NVIDIA has introduced the Llama-Nemotron series—an open family of reasoning models designed to deliver top-tier inference efficiency and state-of-the-art reasoning capabilities. Available in three sizes—Nano (8B), Super (49B), and Ultra (253B)—these models build on the Llama 3 architecture and leverage NVIDIA’s Puzzle framework for hardware-aware neural architecture search.
The flagship LN-Ultra outperforms rivals like DeepSeek-R1 in demanding scientific and mathematical benchmarks such as GPQA-Diamond and MATH500, while running efficiently on a single 8×H100 node. A standout feature is its dynamic “detailed thinking on/off” switch, allowing users to toggle between standard chat and deep reasoning modes during inference.
Under the NVIDIA Open Model License, all models, their post-training dataset, and training toolchains (NeMo, NeMo-Aligner, Megatron-LM) are freely available for commercial and research use.

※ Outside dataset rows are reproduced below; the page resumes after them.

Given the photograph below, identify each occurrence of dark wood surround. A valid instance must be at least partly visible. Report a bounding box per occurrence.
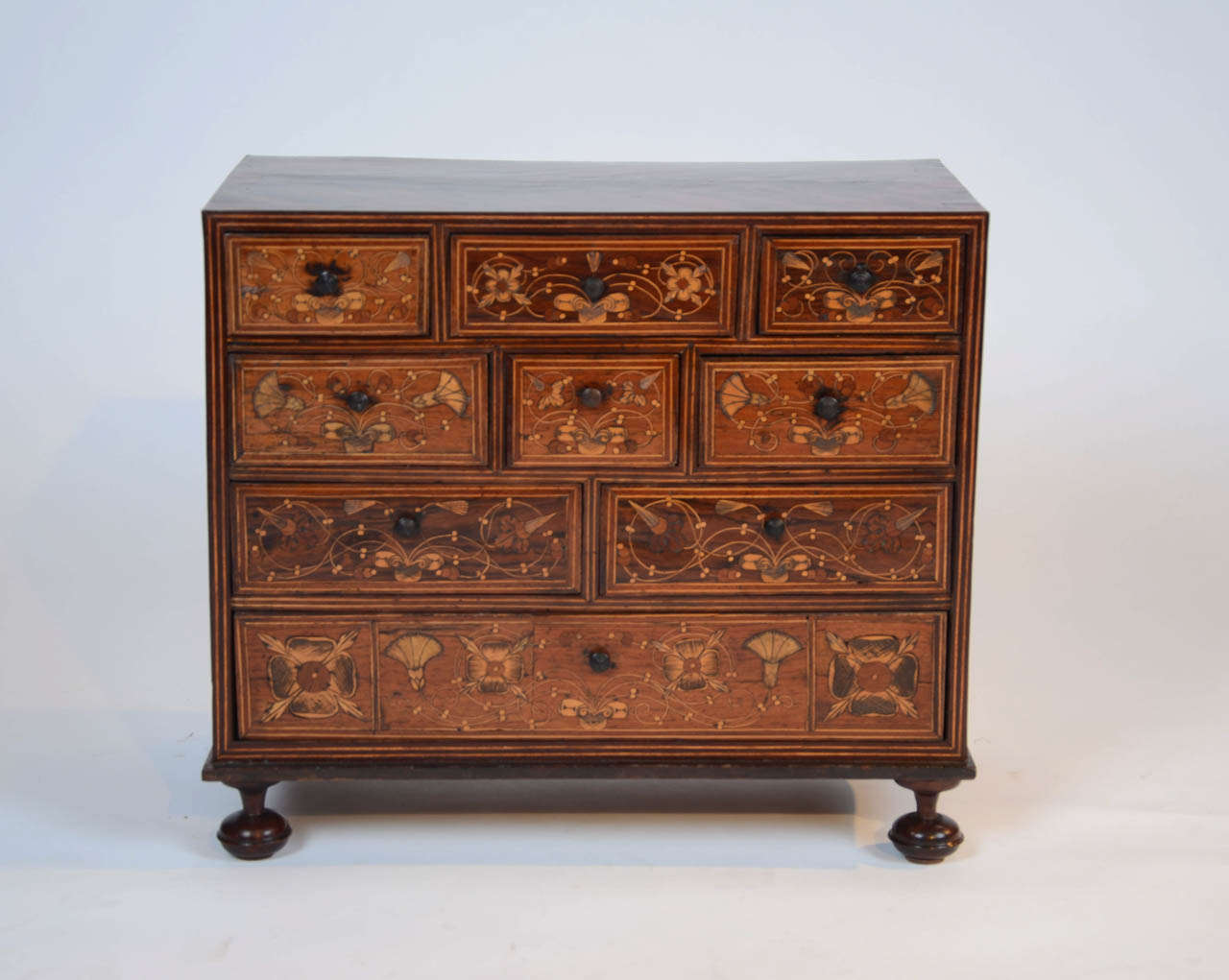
[204,157,987,862]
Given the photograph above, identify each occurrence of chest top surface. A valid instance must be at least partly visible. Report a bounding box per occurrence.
[205,155,983,215]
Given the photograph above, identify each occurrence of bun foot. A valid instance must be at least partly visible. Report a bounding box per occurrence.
[887,779,965,865]
[218,782,290,861]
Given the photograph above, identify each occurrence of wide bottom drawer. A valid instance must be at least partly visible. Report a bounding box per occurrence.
[234,611,947,742]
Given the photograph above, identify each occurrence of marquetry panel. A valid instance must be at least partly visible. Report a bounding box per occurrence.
[231,355,487,467]
[227,234,427,337]
[699,357,956,469]
[234,483,580,594]
[760,238,960,334]
[509,355,679,467]
[234,618,376,738]
[602,484,949,596]
[448,236,737,338]
[813,612,948,738]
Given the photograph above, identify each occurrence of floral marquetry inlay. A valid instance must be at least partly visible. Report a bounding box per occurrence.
[453,238,735,335]
[702,357,956,466]
[237,485,580,593]
[605,487,948,594]
[763,238,958,333]
[510,357,679,466]
[228,236,426,335]
[234,356,487,466]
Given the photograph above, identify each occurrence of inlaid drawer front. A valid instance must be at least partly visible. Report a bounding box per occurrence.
[231,355,487,467]
[509,355,679,466]
[760,238,960,334]
[234,616,376,738]
[449,236,737,337]
[603,484,949,596]
[234,484,580,594]
[701,357,956,469]
[227,234,426,337]
[377,614,811,735]
[815,612,947,738]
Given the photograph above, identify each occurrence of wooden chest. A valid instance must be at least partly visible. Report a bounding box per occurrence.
[204,157,987,861]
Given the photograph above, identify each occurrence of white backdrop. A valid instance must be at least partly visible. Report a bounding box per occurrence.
[0,0,1229,977]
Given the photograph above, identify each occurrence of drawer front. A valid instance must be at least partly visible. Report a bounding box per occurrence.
[234,612,947,747]
[508,355,679,466]
[760,237,960,334]
[449,236,738,338]
[227,234,427,337]
[377,614,811,735]
[231,355,488,467]
[234,484,580,594]
[602,484,949,596]
[701,357,957,469]
[234,618,376,738]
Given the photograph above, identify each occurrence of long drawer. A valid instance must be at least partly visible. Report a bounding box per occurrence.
[242,611,947,742]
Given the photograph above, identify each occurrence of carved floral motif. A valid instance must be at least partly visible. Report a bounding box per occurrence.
[243,489,575,590]
[771,242,952,329]
[240,359,480,462]
[231,238,425,333]
[607,492,941,592]
[708,362,952,463]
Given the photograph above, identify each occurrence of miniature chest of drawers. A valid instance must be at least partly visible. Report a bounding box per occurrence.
[204,157,987,862]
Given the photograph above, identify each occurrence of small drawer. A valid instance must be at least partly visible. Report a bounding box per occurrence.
[234,616,376,739]
[448,236,738,338]
[699,357,957,469]
[234,484,580,594]
[231,355,488,469]
[227,234,427,337]
[602,484,950,596]
[376,612,811,738]
[813,612,948,741]
[759,237,960,334]
[508,356,679,467]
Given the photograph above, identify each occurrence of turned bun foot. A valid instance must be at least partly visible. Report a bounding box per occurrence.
[218,783,290,861]
[887,779,965,865]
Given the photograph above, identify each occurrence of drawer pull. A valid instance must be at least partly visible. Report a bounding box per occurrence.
[846,262,875,293]
[303,262,350,296]
[576,384,606,408]
[392,514,422,538]
[764,514,785,541]
[585,646,614,674]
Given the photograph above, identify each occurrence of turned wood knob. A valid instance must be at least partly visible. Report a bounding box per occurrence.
[392,514,422,538]
[585,646,614,674]
[346,392,372,412]
[846,262,875,293]
[576,384,606,408]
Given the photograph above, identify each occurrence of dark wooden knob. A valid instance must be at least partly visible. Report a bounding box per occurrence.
[576,384,606,408]
[304,262,347,296]
[392,514,422,538]
[580,275,610,303]
[585,646,614,674]
[846,262,875,293]
[815,394,841,422]
[764,514,785,541]
[346,392,372,412]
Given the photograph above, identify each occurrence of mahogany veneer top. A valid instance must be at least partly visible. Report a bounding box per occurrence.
[205,155,984,215]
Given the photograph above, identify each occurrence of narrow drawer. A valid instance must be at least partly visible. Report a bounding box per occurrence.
[234,611,947,751]
[231,355,488,469]
[227,234,427,337]
[602,484,950,596]
[448,234,738,338]
[234,484,580,594]
[508,355,679,467]
[699,357,957,469]
[759,237,960,334]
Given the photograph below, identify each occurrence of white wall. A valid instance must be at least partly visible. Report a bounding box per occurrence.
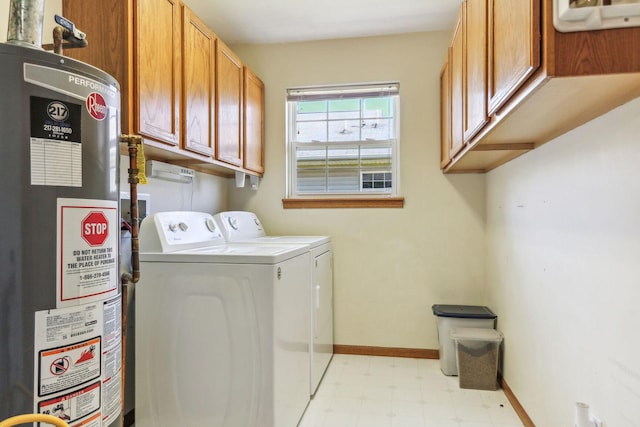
[120,156,228,214]
[486,99,640,427]
[229,32,487,349]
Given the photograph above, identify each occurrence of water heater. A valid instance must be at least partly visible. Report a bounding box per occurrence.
[0,11,122,427]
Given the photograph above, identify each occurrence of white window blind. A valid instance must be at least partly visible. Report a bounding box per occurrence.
[287,83,399,197]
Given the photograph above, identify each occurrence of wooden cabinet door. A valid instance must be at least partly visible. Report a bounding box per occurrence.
[216,40,243,167]
[463,0,488,142]
[182,6,216,156]
[489,0,541,115]
[440,58,451,168]
[449,8,465,157]
[134,0,182,146]
[244,67,264,173]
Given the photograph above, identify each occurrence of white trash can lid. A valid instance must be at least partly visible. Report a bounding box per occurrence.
[450,328,503,342]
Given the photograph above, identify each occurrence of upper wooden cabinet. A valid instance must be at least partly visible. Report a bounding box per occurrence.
[62,0,182,146]
[216,41,244,166]
[490,0,540,114]
[137,0,182,145]
[243,67,264,173]
[441,0,640,172]
[182,6,217,156]
[449,9,465,157]
[462,0,490,142]
[440,58,451,168]
[62,0,264,176]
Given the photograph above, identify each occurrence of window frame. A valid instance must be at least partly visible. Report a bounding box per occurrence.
[283,82,404,208]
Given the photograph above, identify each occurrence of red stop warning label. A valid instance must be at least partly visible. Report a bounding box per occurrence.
[82,211,109,246]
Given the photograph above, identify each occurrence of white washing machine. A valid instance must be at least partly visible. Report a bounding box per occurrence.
[214,211,333,396]
[135,212,310,427]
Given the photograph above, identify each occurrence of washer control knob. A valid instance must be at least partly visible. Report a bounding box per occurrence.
[205,218,216,233]
[229,216,238,230]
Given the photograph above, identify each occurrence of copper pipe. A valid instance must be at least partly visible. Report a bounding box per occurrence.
[120,135,142,283]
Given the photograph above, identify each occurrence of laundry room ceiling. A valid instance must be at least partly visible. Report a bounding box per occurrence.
[184,0,461,45]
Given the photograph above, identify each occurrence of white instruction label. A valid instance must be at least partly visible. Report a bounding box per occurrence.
[57,198,120,307]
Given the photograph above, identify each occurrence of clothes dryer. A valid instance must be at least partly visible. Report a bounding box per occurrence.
[135,212,310,427]
[214,211,333,396]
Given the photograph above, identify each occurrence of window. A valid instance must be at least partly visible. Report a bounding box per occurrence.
[287,83,399,202]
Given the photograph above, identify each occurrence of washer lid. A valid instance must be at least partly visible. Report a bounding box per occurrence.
[140,243,309,265]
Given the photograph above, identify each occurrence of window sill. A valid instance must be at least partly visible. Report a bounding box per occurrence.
[282,197,404,209]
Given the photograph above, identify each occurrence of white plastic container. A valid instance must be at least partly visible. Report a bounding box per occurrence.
[432,304,498,375]
[451,328,503,390]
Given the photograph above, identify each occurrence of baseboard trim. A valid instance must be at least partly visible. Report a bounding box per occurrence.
[122,409,136,427]
[500,378,536,427]
[333,344,439,359]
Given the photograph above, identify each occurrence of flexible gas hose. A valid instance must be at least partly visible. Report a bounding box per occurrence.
[0,414,69,427]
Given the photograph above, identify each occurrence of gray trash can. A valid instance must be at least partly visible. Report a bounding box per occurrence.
[431,304,498,375]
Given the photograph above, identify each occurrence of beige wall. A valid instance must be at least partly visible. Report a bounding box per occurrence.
[229,32,486,349]
[0,0,61,44]
[487,99,640,427]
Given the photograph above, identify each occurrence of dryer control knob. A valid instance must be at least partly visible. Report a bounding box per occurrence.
[205,218,216,233]
[229,217,238,230]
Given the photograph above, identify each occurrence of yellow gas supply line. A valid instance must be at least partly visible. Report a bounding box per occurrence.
[119,135,147,427]
[0,414,69,427]
[120,135,147,283]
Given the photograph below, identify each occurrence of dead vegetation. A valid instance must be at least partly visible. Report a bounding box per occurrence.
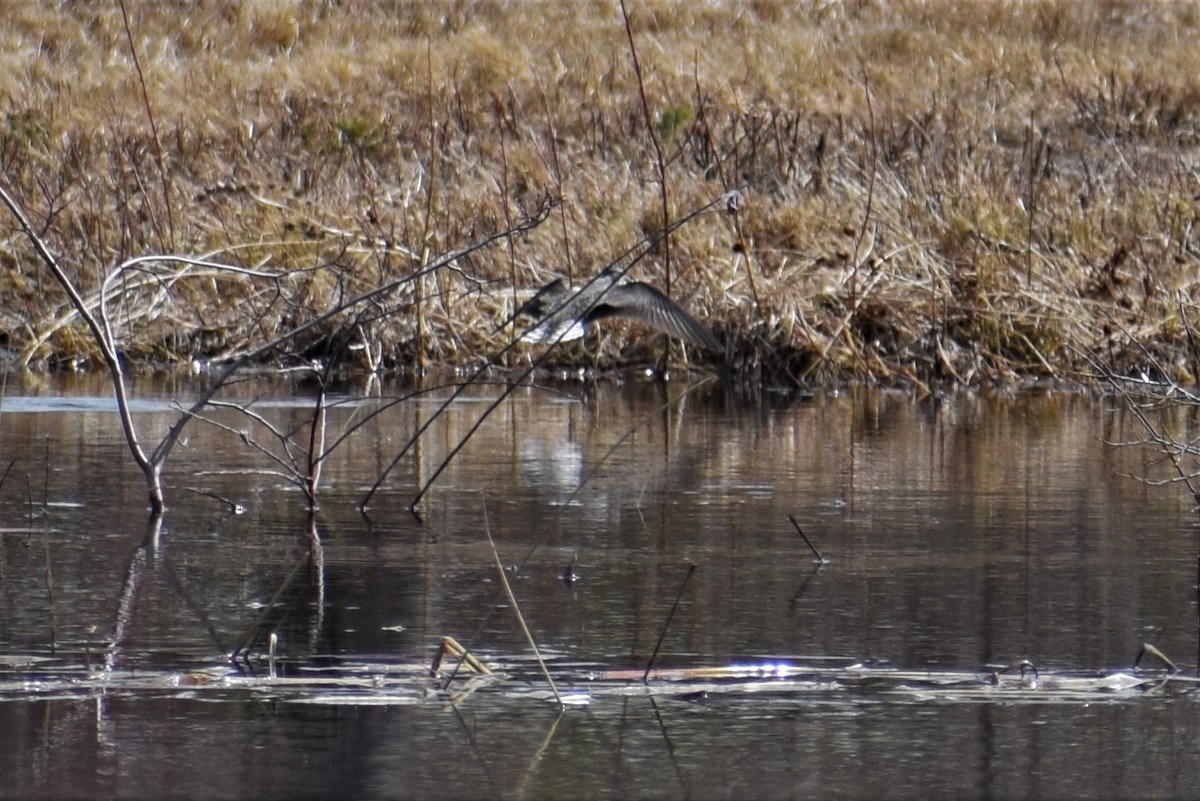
[0,0,1200,384]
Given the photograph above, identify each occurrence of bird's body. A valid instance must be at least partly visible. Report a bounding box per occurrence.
[514,267,722,351]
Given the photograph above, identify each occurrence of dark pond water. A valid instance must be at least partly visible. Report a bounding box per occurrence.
[0,377,1200,799]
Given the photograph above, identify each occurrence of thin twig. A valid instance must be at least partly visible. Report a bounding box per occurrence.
[642,562,696,685]
[787,514,829,565]
[484,504,563,706]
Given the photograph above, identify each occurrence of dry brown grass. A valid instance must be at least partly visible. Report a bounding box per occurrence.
[0,0,1200,383]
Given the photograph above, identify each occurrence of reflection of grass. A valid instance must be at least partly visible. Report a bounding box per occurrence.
[0,0,1200,380]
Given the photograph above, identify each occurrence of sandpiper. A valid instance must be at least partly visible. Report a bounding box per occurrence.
[499,267,724,353]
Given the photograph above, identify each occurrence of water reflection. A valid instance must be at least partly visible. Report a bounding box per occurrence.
[0,377,1200,797]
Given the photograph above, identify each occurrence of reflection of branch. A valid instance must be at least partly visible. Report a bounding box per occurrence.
[0,179,553,517]
[484,506,563,709]
[359,187,740,514]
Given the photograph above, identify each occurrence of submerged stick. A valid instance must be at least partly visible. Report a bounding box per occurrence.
[484,506,563,706]
[1133,643,1180,673]
[787,514,829,565]
[642,562,696,685]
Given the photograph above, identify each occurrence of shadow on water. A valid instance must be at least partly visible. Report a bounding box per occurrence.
[0,378,1200,797]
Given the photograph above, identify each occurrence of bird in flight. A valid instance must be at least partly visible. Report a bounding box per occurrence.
[502,267,724,353]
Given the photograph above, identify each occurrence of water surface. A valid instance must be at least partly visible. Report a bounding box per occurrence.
[0,377,1200,799]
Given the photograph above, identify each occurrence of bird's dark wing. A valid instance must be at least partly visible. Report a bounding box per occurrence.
[587,282,722,353]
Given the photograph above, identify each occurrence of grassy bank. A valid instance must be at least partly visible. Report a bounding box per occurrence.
[0,0,1200,383]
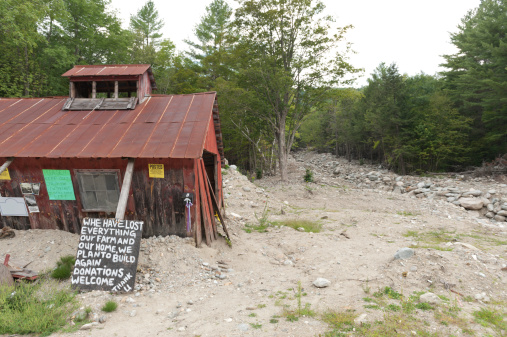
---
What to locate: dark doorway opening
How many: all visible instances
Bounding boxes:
[202,150,217,196]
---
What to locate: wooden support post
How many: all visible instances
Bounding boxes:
[0,158,14,174]
[194,159,202,248]
[115,158,134,220]
[200,159,218,240]
[69,82,76,98]
[114,81,118,99]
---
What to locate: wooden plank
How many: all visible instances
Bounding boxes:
[0,158,14,174]
[200,159,218,240]
[198,160,212,246]
[204,163,231,241]
[62,97,74,110]
[194,159,202,248]
[115,158,134,220]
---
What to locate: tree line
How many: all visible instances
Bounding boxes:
[0,0,507,180]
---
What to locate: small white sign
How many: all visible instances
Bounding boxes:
[0,197,28,216]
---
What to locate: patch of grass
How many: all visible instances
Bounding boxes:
[463,295,474,302]
[401,299,415,314]
[472,308,507,330]
[250,323,262,329]
[403,231,419,238]
[415,302,435,311]
[403,230,459,251]
[462,234,507,246]
[303,169,313,183]
[243,223,269,233]
[285,313,299,322]
[283,281,317,322]
[396,211,420,216]
[435,305,468,329]
[0,280,79,336]
[102,301,118,312]
[410,245,453,252]
[321,310,357,336]
[362,279,371,294]
[356,312,430,337]
[373,287,402,300]
[51,255,76,280]
[437,295,450,302]
[273,220,322,233]
[386,304,401,311]
[243,203,270,233]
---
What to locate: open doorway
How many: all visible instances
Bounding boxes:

With FFN Fusion and FP8 inference optimizations, LN-Ultra achieves significant throughput and latency gains, demonstrating that high reasoning performance can coexist with low hardware cost. The Llama-Nemotron series also integrates large-scale supervised fine-tuning and reinforcement learning stages to surpass teacher models and enable new levels of open-source reasoning.
This landmark release promises to empower enterprises and researchers to deploy cutting-edge reasoning pipelines while retaining full control and customization, marking a new era for open AI development.